The entity often known as ‘the international community’ has a touching faith in standard liberal constitutions and one-person-one-vote elections. Now, while those are outstanding human inventions, it is becoming clearer every day that in plural, deeply divided societies these inventions alone will not lead to settled systems of governance.
The current difficulties in Cote d’Ivoire, Iraq, the Sudan and other places suggest that more is needed, a lot more. In what follows, I draw on lessons from developments in Nigeria. I do that without intending to suggest that Nigeria has ‘made it’ politically, or that the gains there are not provisional and fragile. Far from it. My intention is to offer a constitutional lawyer’s reflections on what it takes to get deeply divided societies to settle down so that we can all focus on how to achieve effective and accountable governance.
Colleagues often ask me the following question: ‘Nigeria appears complex and boisterous, will it fall apart?’ I always say: ‘No. It is stronger than you think.’ Here is why, and each reason I offer in defense of my position leads to, I argue, a generalizable lesson.
(1) No vetoes, no exits, you have to engage and bargain: At some point, the different factions of the Nigerian governing elite decided that it was better to negotiate with others and strike workable deals than to, as Nigerians say, ‘fight to finish’. I don’t want to put a date on it, but it happened. And it happened when power elites that had assumed they were veto players in the system came to realize that they were not, and secessionist dreams were abandoned by one or two other groups. This moment – a sort of equipoise or balance of forces – is crucial. For, if you have groups able to effectively overawe other groups, or you have a dictator able to sit on everybody, this crucial requirement will not be met.
(2) Build the practice of pushing hard then settling on a deal: A leading politician once said to me that Nigeria is governed at night. For, that is when members of the governing elite drive around the capital and talk, and talk and talk. For instance, at significant moments since the late 1990s, the country has avoided threatened breakdowns of the political system. The most recent is the crisis of succession to the late President Yar Adua, who was incapacitated in office and later died. People kept asking me if the crisis was terminal and I would say: ‘Nope, eventually a deal will be worked out.’ I believe that for deeply divided societies, this practice is important; for, if it is sustained, the system will settle down. For instance, it took the Iraqis nine months to form a government after the last election, but now that they have succeeded the players have learned crucial lessons. They have to keep practicing pushing hard but eventually settling on a deal that everyone can live with. If they keep doing that, Iraq will settle down. If they don’t it will not settle down.
(3) Evolve a useful set of constitutional conventions: Since the late 1970s, Nigeria has been trying to adapt liberal constitutional democracy to its own context. Some of the adaptation has taken the form of formal constitutional rules, like abandoning the Westminster model and adopting the presidential system, requiring supermajorities for key decisions, including the rule that a president cannot be elected with a simple plurality of votes but must show support in two-thirds of the states in the federation.

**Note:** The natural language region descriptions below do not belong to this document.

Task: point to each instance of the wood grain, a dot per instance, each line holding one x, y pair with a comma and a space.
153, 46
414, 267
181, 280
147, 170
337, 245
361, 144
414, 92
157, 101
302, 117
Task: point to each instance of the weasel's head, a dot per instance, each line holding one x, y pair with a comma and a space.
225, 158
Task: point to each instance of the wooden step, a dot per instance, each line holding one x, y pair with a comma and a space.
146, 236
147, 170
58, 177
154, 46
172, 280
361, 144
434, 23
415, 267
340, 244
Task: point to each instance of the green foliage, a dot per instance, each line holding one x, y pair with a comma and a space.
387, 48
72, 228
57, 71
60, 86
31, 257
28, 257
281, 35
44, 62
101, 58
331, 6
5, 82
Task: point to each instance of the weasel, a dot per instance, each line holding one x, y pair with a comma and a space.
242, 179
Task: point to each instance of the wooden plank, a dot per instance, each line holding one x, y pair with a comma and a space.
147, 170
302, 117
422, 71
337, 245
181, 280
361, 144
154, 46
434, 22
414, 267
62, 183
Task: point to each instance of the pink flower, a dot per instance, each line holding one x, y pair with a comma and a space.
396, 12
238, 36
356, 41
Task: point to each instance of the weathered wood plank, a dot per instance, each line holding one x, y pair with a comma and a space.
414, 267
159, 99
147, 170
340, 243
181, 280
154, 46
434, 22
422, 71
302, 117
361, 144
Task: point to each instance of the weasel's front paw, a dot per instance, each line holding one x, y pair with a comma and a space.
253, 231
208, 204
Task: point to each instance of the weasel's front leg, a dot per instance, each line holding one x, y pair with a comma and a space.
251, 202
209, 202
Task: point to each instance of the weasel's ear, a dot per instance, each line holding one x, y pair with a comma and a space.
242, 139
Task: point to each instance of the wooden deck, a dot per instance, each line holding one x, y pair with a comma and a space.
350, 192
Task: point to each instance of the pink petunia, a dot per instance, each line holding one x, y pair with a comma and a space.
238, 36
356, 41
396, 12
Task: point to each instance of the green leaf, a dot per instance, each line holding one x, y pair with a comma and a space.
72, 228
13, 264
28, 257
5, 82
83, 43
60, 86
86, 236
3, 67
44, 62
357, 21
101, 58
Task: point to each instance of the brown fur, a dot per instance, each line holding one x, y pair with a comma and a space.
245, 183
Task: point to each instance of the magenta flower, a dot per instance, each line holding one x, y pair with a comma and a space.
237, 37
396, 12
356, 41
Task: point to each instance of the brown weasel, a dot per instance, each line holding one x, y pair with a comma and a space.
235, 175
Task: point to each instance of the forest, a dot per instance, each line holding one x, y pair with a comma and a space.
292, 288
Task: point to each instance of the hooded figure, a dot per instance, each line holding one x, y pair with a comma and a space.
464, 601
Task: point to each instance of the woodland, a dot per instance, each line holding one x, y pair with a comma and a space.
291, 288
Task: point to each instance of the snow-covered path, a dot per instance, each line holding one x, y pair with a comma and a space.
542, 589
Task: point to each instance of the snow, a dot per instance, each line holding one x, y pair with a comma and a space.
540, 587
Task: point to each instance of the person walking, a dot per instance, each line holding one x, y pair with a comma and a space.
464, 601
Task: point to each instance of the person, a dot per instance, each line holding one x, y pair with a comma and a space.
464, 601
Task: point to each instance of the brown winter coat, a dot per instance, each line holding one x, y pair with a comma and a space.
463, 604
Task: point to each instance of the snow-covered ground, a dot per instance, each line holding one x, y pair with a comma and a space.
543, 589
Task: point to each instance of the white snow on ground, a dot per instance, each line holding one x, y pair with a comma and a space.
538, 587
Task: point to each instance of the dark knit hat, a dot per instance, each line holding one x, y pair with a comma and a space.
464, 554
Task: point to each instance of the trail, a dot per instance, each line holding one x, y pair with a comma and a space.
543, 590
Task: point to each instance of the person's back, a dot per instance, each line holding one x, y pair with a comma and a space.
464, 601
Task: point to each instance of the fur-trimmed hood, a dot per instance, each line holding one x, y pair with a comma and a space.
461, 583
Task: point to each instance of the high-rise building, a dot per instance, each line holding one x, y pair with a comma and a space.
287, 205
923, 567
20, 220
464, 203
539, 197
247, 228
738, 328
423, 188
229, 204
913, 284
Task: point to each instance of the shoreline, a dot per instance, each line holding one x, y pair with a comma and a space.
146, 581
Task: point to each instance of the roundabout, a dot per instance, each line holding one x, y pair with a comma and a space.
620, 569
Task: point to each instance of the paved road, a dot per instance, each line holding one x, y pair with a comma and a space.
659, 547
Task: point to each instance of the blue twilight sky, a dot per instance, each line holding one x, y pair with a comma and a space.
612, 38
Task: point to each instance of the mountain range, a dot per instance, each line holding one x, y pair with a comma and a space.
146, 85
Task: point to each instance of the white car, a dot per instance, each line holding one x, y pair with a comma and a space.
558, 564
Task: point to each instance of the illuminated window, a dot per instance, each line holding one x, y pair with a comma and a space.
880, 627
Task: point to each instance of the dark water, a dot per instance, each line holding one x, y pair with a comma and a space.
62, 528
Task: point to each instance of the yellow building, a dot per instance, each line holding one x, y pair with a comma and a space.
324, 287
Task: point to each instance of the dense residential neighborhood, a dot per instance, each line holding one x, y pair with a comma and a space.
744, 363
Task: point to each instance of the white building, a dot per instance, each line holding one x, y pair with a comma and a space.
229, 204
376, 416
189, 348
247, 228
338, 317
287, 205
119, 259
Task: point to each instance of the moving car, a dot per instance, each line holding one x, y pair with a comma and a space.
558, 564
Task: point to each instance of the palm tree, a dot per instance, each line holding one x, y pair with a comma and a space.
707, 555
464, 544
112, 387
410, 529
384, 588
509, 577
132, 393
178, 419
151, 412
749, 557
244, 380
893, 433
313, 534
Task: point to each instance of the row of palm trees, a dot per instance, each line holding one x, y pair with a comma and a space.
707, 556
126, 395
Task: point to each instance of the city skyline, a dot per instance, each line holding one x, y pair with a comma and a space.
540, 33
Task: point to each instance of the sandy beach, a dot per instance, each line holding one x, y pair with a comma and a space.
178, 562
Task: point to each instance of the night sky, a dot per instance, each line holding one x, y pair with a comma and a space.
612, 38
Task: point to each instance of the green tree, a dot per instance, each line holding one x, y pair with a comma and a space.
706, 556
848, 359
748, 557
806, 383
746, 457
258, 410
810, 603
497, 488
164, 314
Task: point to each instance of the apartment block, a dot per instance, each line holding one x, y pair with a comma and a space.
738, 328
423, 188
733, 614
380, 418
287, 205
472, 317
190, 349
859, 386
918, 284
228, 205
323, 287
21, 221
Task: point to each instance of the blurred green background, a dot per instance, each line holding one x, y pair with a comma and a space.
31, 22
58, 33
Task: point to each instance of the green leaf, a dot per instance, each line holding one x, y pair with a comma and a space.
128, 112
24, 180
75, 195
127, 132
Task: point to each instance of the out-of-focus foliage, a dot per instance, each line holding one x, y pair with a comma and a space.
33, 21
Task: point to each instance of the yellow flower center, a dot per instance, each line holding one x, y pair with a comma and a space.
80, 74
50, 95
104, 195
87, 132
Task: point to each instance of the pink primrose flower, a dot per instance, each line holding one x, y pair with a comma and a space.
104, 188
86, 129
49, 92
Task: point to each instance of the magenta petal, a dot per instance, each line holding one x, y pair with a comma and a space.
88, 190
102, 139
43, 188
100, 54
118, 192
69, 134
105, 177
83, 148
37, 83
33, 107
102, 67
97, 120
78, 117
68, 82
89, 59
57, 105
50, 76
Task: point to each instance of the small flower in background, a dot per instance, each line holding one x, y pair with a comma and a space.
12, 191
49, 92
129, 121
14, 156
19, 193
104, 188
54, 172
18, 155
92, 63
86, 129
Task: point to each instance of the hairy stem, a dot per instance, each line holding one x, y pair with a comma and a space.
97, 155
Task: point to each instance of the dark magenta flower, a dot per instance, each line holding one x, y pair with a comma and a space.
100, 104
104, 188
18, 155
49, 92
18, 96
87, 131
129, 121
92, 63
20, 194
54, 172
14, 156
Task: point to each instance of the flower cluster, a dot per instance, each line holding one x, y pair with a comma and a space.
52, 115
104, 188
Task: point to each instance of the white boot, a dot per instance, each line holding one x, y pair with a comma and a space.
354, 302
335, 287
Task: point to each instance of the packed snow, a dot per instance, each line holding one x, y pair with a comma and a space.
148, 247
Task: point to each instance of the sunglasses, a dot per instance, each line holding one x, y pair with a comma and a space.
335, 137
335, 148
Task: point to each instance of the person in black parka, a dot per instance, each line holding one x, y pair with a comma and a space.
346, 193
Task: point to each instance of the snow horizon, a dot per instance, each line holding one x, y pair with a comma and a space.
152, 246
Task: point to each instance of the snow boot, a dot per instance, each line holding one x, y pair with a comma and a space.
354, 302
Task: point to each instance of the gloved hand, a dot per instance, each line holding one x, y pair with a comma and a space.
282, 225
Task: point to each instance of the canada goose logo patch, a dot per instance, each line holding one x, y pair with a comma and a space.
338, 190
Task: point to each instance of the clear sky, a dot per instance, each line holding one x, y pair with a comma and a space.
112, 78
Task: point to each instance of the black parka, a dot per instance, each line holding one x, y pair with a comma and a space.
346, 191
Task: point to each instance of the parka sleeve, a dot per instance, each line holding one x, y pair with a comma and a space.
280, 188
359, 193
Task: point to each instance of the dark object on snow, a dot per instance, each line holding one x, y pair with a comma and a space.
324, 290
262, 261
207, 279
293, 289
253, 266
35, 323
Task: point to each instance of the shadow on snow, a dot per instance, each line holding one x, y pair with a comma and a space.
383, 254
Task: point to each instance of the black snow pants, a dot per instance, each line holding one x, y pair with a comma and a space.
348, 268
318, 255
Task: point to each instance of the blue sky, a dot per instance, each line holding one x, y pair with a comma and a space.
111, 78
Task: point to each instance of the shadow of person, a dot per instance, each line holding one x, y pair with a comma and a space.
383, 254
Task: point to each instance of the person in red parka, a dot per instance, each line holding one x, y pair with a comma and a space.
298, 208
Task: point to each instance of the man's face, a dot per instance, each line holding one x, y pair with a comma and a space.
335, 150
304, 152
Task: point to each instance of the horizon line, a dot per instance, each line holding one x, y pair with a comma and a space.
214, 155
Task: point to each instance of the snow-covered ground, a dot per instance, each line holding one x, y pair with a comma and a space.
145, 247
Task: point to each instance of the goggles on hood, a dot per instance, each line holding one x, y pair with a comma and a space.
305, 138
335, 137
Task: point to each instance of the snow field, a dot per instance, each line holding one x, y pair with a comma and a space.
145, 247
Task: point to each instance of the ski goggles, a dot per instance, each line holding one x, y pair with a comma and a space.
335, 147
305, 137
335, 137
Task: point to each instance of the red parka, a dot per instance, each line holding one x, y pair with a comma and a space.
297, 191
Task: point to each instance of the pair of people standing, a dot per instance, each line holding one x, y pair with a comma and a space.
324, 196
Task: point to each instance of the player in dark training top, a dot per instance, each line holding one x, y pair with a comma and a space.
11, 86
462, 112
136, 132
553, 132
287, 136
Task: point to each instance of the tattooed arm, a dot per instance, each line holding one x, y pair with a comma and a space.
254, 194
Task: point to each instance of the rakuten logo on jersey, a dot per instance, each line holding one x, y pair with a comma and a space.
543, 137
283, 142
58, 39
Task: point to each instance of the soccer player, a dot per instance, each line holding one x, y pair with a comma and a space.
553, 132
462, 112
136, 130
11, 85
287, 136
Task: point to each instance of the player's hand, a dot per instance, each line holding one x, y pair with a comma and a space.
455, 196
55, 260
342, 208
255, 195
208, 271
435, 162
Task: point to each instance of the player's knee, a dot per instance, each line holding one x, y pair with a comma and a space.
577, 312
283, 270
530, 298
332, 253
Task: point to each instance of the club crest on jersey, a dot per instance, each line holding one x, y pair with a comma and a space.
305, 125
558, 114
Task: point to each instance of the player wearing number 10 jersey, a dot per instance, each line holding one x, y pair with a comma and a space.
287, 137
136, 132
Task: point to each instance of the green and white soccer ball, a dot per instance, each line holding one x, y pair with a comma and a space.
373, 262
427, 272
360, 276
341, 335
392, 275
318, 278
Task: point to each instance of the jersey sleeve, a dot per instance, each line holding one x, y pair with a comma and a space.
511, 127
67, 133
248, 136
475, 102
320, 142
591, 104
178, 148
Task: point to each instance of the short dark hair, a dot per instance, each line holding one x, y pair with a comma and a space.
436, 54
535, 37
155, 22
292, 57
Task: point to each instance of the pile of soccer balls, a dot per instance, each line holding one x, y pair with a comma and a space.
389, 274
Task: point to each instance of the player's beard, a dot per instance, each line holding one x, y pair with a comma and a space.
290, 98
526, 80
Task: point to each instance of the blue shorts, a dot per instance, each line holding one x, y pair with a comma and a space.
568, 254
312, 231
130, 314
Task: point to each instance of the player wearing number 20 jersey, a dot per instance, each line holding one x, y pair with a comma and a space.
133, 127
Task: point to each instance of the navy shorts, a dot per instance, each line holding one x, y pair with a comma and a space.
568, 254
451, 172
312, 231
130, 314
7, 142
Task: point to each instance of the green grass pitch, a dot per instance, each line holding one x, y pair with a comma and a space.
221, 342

But some of the rules have been informal, and they are rules designed to promote inclusiveness, so that no one ethnic group or geo-political zone can monopolize power. One of the conventions – that the presidency should rotate between the north and the south -- is currently being contested and renegotiated.
As classically defined by A.V Dicey, constitutional conventions are ‘understandings, habits, or practices which, though they may regulate the conduct of officials, are not in reality laws at all since they are not enforced by the Courts.’ Another leading authority, Ivor Jennings, points out that constitutional conventions have two functions to fulfill:
“In the first place, they enable a rigid legal framework –and all laws tend to be rigid – to be kept up with changing social needs and changing political ideas…Secondly, the conventions enable the men who govern to work the machines. Government is a cooperative function, and rules of law alone cannot provide for the common action.
Governing elites, and the active citizenry, have to work to adapt the broad principles of liberal constitutionalism to the needs of specific, plural, deeply divided societies. Otherwise, they cannot work the machine. It will keep breaking down.